Our tour begins at All Bar One near the foot of the JPMorgan Chase (JPM) tower in Canary Wharf on Thursday afternoon. My guide Jess, a London friend, tells me the place is normally “slammed” with bankers this time of the week. There are a couple of tables full of men in standard-issue finance wear inside, but mostly the very long bar is very empty. “We rely on the people from the offices,” says deputy manager Patricia Jones, “and they are not here.” Last year this same week, she says, the bar took in £94,600 ($147,600). This year, it’s on pace for about £65,000. Most of the regulars disappeared once the Olympics began last Friday. And while there has been an uptick in tourists, it’s not enough to make up for the missing finance crowds.

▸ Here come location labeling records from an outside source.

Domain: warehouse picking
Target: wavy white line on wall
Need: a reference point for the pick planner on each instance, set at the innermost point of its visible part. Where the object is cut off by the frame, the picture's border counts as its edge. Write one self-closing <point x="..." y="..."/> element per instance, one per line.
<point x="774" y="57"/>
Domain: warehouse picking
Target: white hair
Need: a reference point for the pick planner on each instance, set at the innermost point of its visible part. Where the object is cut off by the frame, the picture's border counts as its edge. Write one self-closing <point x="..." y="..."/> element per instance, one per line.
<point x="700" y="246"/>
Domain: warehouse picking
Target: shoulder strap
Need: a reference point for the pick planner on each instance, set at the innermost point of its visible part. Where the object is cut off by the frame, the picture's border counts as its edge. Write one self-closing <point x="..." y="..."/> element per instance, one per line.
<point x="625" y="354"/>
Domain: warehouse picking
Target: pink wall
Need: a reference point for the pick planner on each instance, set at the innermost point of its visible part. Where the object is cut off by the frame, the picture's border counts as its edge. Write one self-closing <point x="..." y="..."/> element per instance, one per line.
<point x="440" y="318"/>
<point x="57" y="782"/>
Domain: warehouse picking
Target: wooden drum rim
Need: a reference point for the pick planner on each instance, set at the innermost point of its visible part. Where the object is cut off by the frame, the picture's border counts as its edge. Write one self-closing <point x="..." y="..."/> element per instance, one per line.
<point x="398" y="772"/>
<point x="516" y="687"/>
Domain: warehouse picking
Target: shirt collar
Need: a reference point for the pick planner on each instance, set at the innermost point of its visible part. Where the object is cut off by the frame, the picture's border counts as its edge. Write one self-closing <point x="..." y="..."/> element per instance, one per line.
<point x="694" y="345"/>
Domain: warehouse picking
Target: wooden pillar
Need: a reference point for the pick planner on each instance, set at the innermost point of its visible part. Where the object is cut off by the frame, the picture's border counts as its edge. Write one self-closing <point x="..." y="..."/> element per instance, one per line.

“Normally we do about £3,000 on a Sunday,” says Jones. “This Sunday we did £8,000.” Then, instead of business jumping to about £14,000 when the workweek began, as she expected, it stayed at the Sunday level. So she’s been cutting bartenders’ hours. Matters are even worse, she reports, at the chain’s branches in the financial district in the City of London, where business there has fallen to about £6,000 per night. “At least here we have the tourists,” she says, pointing to a table of customers with a baby stroller alongside.
From there we stroll east under a light rain to see the superyachts docked nearby—the Favorita, the Seanna, Sea Bluez, and Westfield Group Chairman Frank Lowy’s 200-foot Ilona. The lawn at West India Dock—set up with tables, umbrellas, and a big screen showing the day’s shooting event—is a ghost town except for a local day care taking toddlers out for a walk and a couple of security types wired with earpieces.

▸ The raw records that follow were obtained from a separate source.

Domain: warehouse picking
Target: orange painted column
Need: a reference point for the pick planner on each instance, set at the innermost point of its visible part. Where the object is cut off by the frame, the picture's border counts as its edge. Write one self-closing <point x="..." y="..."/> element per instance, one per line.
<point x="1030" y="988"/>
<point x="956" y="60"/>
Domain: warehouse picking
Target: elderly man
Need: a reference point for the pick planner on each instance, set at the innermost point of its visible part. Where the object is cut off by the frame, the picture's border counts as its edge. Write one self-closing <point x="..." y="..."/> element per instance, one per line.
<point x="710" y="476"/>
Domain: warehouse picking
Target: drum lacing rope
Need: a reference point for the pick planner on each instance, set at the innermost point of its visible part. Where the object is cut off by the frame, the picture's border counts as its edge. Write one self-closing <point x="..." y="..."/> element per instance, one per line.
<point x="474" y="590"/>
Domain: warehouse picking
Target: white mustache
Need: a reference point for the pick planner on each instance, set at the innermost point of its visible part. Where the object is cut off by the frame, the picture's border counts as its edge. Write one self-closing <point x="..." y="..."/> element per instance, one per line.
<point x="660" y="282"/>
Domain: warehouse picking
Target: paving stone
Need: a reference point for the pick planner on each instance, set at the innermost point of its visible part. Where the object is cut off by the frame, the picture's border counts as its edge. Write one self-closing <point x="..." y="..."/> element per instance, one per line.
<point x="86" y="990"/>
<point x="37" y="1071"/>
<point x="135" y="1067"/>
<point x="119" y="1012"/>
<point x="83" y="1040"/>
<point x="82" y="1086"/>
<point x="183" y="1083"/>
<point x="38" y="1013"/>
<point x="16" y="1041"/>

At the Henry Addington, another bankers’ pub in Canary Wharf, there are a dozen patrons standing about watching the games on a big screen. “Is this quiet?” I ask the bartender, a skinny young man with glasses and a scruff of beard. “Very, very quiet,” he says. The manager, a middle-aged blonde woman who doesn’t give her name and doesn’t want her pub mentioned, tells us that all of Canary Wharf is quiet, but that pubs near the Olympic Park in Stratford are jammed past the point of comfort.
So we take the 10-minute train ride to Stratford. Olympic spectators are funneled from the station to the new three-level Westfield mall, one of Lowy’s properties. It is packed with tourists, press, Olympic volunteers, and the occasional athlete. The pubs and restaurants are overflowing, except, inexplicably, for a Thai joint called Busaba Eathai.

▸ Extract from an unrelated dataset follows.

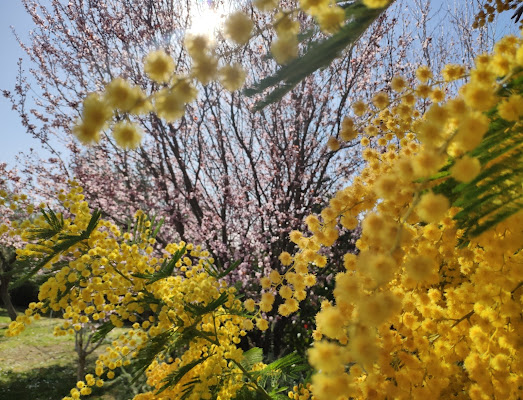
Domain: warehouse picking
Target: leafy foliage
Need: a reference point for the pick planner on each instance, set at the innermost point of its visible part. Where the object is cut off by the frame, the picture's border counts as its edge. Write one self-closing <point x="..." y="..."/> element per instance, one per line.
<point x="318" y="54"/>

We head over a bridge away from the Olympic Park into the borough of Newham. The crush of people dissipates almost entirely within a couple of blocks. Inside the Builders Arms pub—where the sign out front is missing the “u”—the tables and red, leather-backed chairs are empty. Two flat-screen TVs are showing cycling and men’s gymnastics. Four regulars sit at the bar, sipping pints, reading the paper, and teasing the bartender Simone Leach, whose brother Kevin has owned the pub for 15 years. A few tourists wander in and out to ask about Wi-Fi (which is available) or fish and chips (which aren’t). Another couple of locals come in from the tables outside now and again to do shots of Courvoisier or Jose Cuervo. “That’s your change,” Leach tells this Yank, who has left a pound coin on the bar as a tip after we order a lager and cider. (Tipping on a couple of pints is apparently not customary.)
Leach is a teacher, off for the summer, who came to help during the games. Kyla Ledgister, who has been working at the pub for a few months, is with her behind the bar. The opening night of the games was “manic,” she says. Since then, pockets of tourists have been dropping in now and again, but not as often as they had expected. “It’s not completely dead, but it’s not busy, to be honest,” says Ledgister. “They keep saying it’s going to pick up when the athletics [track and field] start,” Leach adds. We finish our pints and step outside, where the Olympic Stadium and ArcelorMittal Orbit dominate the sky to the west.